Dès qu’ils furent à terre, Balto entendit des voix humaines. S’agissait-il de corbeaux ? Tous furent surpris de voir arriver à eux, non pas des corbeaux, mais deux hommes. Des Inuits, chantant depuis leurs kayaks. Hélas, la communication s’avéra compliquée, personne ne parlant la langue locale.
Après quelques préparatifs à terre, le 15 août, les explorateurs quittèrent les Inuits et entamèrent leur traversée.
A l’époque où ce récit a lieu, le Groenland n’avait jamais été parcouru de part en part – du moins pas par les explorateurs européens.
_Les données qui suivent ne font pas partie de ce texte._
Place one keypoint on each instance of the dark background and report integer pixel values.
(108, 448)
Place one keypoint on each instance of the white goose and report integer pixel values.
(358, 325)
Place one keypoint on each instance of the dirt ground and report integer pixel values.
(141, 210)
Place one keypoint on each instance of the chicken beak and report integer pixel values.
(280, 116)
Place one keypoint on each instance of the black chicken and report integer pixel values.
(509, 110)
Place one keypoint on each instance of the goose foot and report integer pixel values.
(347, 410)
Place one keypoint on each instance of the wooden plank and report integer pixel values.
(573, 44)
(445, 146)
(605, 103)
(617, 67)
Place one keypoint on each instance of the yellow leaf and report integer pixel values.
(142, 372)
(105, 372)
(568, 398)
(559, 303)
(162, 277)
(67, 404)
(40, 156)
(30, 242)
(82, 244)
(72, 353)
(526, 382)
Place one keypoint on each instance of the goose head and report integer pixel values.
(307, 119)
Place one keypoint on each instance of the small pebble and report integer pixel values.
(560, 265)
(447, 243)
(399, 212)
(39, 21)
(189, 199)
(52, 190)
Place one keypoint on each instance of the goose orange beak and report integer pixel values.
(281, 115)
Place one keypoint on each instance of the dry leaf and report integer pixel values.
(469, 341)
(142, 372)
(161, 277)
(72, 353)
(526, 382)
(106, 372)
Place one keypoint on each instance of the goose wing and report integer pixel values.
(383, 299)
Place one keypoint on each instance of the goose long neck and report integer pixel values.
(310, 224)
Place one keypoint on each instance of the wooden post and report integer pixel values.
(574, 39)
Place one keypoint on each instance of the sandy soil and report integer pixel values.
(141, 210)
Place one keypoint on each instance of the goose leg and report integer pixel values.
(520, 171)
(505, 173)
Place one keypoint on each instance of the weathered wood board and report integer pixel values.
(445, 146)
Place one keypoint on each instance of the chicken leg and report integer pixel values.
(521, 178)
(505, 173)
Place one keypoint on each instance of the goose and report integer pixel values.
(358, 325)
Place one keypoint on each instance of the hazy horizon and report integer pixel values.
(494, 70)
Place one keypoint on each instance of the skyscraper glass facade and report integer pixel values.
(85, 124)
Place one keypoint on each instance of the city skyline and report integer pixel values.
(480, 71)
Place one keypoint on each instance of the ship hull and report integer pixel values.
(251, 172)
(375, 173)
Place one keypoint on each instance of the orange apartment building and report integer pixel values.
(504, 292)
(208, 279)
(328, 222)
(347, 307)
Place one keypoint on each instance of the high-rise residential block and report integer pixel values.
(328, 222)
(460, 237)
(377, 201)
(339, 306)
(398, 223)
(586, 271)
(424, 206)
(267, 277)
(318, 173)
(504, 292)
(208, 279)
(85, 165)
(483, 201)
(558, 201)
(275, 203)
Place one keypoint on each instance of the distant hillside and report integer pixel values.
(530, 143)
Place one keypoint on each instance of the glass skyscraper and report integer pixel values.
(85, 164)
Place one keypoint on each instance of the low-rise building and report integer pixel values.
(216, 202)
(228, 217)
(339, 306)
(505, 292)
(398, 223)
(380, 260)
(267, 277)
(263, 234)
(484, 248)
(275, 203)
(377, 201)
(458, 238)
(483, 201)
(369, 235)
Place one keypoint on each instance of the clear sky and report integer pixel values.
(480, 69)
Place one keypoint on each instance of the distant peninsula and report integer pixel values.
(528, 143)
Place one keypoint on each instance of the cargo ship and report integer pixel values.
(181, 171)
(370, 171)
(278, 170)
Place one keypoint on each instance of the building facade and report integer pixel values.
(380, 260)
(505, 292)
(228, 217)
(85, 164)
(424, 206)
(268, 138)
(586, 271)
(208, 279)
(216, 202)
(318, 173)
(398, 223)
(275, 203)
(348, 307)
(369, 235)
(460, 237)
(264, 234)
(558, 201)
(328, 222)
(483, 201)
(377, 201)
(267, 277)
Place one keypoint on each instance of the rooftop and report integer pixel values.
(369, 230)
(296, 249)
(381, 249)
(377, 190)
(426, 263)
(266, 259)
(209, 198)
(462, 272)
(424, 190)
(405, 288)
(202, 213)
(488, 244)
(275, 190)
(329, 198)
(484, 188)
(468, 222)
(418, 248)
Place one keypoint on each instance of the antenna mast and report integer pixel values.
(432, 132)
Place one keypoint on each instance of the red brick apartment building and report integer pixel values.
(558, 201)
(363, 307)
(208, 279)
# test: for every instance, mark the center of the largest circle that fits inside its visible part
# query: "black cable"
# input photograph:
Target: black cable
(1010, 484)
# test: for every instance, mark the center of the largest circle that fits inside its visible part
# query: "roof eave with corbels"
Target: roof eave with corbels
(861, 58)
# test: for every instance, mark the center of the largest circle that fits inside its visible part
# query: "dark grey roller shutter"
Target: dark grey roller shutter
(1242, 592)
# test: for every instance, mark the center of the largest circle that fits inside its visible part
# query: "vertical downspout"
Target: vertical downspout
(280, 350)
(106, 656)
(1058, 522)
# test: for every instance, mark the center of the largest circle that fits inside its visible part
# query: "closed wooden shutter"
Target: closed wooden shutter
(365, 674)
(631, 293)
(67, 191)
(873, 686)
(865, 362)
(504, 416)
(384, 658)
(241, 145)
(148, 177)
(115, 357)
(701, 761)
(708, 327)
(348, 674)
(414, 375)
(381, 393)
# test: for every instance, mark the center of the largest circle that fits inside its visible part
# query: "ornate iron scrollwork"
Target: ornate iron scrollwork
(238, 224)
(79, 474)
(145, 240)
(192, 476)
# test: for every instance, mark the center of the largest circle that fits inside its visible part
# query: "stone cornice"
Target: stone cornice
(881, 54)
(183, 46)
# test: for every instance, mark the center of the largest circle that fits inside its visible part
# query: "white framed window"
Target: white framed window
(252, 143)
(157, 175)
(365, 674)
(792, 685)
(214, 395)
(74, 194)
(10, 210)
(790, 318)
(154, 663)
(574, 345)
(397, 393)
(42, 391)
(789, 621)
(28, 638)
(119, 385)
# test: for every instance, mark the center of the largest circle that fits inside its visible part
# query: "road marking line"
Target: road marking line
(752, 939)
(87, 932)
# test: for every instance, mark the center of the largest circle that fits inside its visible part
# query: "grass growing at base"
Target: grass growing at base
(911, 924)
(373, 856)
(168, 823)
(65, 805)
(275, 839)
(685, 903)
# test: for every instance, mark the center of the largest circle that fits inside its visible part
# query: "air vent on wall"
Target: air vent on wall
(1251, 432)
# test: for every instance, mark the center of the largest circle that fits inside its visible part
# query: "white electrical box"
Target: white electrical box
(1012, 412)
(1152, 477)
La population de la deuxième plus grande île du monde, principalement composée d’Inuits (« Esquimaux », comme on les appelle parfois), est entièrement répartie sur les côtes. Au milieu de l’île, on trouve une immense calotte glaciaire, la seule encore intacte sur Terre de nos jours en dehors de l’Antarctique.
L’idée de la traverser provient de Nansen lui-même. Les tentatives précédentes, par d’autres explorateurs, étaient restées infructueuses. Elles étaient parties de la côte Ouest, plus facilement accessible en bateau, ce qui offrait l’avantage de donner aux explorateurs une base de repli en cas de difficulté. Nansen préféra suivre la voie inverse, qui leur permettrait de trouver, au terme de la traversée, un endroit accessible en bateau pour quitter l’île, sans risquer de devoir faire un aller-retour. En contrepartie, tout repli était impossible et il n’y avait qu’une issue pour quitter le désert glacé qui les attendait : vers l’avant ! Ou, comme le disent les Norvégiens : Fram!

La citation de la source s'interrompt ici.